The stories of Panahi’s unjust treatment by the Iranian government are both legion and legend, having been imprisoned on multiple occasions for the political dissidence featured in his films. Travel bans have also flitted in and out of his life for over a decade, as well as restrictions against filming of any nature, though as any true rebel will tell you, it’s only illegal if you get caught. Accident’s clandestine production process was always bound to overshadow the actual content in a sympathetic international context, and the bravery and gumption involved are worthy of full-throated celebration. They should not, however, drown out the nuts-and-bolts accomplishment of forging a rocket ship under cover of darkness, one that regards its technical limitations more as a DIY blessing than a curse. There’s beauty and tension inside of restraints, a notion that cinematographer Amin Jafari takes to the deepest cockles of his heart, capturing moistened brows, bustling streets, and dust-drenched deserts with unnerving clarity. He’s only in the less-in-more camp until he’s not, an extended, tundra-set argument and an early morning interrogation searing the retinas as though they’re the sun.

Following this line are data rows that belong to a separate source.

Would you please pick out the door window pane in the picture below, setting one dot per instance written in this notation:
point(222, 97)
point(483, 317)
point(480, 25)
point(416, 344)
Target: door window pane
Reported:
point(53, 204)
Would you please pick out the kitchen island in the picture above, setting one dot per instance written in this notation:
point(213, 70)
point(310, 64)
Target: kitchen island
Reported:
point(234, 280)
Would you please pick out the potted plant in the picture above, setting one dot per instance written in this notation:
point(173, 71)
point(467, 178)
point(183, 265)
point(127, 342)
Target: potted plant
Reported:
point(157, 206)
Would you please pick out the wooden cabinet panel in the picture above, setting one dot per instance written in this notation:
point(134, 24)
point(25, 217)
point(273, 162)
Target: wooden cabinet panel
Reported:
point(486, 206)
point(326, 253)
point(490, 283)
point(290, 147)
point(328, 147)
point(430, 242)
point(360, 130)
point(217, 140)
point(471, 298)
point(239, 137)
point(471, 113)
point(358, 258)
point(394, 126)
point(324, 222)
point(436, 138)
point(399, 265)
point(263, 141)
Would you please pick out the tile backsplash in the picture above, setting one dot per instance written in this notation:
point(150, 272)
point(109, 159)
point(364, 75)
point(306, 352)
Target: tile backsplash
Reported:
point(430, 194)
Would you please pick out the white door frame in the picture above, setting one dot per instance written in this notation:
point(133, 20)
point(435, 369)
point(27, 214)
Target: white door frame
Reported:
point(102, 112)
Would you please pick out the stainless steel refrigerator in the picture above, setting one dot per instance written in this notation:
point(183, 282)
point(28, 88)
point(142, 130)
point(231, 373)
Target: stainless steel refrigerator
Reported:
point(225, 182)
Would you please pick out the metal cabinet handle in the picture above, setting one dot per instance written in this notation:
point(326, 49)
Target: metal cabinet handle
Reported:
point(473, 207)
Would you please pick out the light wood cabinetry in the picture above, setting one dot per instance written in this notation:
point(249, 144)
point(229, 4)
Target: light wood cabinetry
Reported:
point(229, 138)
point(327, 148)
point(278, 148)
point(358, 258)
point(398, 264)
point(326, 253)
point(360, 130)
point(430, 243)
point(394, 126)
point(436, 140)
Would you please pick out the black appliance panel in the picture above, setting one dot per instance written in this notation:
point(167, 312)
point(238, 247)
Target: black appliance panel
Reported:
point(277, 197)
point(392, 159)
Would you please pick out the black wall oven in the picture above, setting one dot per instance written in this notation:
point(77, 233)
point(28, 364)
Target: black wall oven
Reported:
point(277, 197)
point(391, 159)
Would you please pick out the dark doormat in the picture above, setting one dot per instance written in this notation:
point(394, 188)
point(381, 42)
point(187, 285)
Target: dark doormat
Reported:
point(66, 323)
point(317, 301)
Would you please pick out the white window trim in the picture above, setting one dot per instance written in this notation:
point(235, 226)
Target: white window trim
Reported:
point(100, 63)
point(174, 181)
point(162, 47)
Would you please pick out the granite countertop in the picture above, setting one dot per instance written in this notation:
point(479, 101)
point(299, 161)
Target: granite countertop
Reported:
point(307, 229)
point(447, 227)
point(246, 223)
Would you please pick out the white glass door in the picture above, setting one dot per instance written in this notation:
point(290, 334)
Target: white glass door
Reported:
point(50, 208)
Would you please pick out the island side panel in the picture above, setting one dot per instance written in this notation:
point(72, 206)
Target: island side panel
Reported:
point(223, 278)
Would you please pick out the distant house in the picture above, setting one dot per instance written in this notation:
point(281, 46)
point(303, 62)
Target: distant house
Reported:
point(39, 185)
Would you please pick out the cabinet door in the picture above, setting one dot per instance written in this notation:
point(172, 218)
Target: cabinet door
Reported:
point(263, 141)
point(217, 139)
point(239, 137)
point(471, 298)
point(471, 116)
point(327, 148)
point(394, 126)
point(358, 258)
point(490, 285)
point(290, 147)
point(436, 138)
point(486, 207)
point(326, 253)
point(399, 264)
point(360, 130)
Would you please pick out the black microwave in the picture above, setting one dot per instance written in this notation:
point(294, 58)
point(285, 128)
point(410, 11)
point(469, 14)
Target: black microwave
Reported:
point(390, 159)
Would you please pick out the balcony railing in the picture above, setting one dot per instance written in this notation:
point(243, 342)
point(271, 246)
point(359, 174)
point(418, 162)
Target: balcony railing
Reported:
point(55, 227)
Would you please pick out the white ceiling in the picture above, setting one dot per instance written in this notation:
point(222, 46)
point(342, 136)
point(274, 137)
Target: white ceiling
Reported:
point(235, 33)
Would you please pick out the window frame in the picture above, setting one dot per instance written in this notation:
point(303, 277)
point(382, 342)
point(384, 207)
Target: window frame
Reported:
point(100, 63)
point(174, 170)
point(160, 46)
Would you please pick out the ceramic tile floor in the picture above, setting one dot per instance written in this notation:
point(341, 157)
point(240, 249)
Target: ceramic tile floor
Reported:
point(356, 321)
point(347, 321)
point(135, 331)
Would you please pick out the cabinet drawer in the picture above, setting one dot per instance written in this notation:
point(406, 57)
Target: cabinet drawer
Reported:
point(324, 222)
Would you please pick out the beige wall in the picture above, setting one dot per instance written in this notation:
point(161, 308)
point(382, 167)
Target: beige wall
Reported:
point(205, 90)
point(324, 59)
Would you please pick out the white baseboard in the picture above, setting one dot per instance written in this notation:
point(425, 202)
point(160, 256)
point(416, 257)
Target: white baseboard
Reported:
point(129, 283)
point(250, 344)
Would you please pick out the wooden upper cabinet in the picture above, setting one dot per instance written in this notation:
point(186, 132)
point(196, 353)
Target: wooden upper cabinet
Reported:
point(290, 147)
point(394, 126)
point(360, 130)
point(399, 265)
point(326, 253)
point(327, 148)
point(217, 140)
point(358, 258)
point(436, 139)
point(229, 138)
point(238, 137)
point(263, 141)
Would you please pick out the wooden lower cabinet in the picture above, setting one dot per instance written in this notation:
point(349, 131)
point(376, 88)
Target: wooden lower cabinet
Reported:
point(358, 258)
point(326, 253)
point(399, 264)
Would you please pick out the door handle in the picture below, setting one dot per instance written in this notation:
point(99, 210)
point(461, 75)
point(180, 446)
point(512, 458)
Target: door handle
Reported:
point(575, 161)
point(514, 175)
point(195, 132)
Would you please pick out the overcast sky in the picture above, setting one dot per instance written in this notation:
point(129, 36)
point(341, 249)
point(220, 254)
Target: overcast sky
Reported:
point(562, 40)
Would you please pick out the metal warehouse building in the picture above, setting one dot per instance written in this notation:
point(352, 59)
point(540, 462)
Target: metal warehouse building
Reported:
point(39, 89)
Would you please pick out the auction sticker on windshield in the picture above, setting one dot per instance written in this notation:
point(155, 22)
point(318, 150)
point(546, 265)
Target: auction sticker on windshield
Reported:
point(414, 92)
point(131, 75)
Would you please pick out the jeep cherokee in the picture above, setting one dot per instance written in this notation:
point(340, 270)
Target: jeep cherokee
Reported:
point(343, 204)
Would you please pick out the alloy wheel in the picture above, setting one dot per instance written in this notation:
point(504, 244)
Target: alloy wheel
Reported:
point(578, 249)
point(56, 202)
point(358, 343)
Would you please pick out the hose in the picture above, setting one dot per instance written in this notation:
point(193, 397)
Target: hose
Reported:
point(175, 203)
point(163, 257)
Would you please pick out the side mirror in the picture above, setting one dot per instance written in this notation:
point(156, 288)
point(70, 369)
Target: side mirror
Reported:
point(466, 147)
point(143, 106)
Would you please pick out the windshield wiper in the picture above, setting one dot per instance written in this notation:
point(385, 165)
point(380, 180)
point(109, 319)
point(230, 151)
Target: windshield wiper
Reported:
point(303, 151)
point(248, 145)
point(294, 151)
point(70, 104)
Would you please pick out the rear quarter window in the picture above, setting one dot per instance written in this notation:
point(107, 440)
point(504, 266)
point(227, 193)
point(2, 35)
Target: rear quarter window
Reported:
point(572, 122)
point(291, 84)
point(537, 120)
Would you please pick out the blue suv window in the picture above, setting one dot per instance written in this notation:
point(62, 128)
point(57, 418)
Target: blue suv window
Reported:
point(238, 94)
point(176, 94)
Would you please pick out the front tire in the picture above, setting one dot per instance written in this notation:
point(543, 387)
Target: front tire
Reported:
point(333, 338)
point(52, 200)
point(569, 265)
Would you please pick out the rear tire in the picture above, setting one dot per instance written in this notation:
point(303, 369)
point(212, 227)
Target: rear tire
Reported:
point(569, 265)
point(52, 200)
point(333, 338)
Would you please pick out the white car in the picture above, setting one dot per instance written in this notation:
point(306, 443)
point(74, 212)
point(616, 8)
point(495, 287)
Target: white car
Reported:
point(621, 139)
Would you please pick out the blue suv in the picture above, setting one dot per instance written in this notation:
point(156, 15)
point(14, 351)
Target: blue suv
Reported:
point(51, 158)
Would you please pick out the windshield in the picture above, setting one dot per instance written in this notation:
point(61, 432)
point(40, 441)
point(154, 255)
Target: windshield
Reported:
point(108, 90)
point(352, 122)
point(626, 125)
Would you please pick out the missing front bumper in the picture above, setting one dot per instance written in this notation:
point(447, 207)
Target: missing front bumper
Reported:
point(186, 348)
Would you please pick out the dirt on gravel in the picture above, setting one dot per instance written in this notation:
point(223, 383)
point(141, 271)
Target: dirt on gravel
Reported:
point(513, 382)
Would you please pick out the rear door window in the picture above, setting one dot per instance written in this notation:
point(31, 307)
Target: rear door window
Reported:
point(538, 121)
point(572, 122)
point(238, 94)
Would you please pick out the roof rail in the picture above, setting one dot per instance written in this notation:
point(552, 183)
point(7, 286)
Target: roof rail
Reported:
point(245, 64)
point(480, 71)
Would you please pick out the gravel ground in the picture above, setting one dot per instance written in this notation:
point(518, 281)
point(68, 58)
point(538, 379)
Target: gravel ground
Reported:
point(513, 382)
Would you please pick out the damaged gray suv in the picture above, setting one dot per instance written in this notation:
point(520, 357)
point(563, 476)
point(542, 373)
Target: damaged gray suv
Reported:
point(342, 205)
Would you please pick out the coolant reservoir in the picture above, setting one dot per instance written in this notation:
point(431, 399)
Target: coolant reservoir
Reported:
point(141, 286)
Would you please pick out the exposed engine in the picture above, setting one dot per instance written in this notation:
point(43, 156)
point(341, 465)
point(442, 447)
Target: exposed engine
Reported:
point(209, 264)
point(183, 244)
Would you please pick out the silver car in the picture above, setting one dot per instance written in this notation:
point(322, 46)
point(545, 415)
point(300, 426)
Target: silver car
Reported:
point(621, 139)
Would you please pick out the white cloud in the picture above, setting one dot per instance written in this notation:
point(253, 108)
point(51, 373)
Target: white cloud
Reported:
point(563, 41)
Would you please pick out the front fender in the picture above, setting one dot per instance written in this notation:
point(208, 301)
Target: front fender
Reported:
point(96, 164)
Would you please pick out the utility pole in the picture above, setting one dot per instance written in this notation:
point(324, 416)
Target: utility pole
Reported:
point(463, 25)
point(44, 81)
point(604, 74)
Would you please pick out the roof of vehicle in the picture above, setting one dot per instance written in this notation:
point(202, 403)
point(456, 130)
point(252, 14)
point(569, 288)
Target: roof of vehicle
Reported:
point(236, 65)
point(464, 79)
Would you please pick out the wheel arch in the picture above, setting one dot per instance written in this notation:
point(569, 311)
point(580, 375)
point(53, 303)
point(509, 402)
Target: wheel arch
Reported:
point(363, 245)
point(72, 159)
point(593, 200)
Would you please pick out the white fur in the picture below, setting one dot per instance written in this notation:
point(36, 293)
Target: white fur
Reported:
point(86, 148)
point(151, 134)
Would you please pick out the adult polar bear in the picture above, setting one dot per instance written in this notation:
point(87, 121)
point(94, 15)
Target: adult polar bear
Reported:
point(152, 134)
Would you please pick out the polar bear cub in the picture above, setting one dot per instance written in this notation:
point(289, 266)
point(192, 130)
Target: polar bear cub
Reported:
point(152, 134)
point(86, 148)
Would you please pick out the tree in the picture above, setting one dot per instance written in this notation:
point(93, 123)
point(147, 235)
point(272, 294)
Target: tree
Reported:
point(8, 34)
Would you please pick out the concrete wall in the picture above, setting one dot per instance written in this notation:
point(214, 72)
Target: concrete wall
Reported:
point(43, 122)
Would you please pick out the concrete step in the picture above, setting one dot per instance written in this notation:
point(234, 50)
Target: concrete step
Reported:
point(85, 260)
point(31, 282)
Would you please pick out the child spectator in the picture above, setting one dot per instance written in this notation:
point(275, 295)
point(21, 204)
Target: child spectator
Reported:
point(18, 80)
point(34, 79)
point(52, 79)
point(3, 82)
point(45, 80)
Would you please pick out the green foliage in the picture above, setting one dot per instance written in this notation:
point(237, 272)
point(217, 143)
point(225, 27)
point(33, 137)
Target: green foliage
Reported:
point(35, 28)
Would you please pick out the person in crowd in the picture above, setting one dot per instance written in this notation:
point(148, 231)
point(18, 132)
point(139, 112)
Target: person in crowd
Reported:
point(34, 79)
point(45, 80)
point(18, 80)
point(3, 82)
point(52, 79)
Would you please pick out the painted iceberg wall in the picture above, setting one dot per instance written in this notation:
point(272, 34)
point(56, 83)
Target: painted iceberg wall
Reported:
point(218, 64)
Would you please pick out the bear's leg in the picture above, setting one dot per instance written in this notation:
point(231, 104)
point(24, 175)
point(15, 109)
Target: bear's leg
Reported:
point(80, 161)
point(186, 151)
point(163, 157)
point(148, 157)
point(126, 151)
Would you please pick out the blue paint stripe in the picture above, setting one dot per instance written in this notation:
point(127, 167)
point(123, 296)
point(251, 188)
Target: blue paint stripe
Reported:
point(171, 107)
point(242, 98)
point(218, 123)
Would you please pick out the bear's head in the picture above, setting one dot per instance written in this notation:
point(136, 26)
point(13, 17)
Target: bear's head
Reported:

Focusing so intently on the cosmetic and kinetic achievements here shouldn’t come at the expense of Accident’s briar patch of thematic intrigue, but most audiences will already be on watch for the brainy stuff. Motifs involving cyclical violence, the guilt of those enacting grievous orders from above, and the way that domineering governments make grifters of us all might even pop out more than the yarn to which they’re attached, a product of being trained by Asghar Farhadi. Iran’s other most internationally famous filmmaker has already won two Best International Feature prizes at the Oscars (A Separation and The Salesman), making his voice the one that most film enthusiasts hear when they ponder that region of the world on the big screen. There’s plenty of connective tissue between the two, but Panahi’s latest is much less stately, opting for a hard-charging outrageousness that courses through a blink-and-you’ll-miss-it 104 minute runtime. Any trepidatious patriot needs look no further than the cockeyed getting-the-gang-back-together sequence to know that the thing plays the world over, no intellectual or emotional barrier to entry in sight. Aerodynamics have no interest in sovereign borders, and Accident is designed with maximum speed and impact in mind. It’s not an assignment; it’s a missile.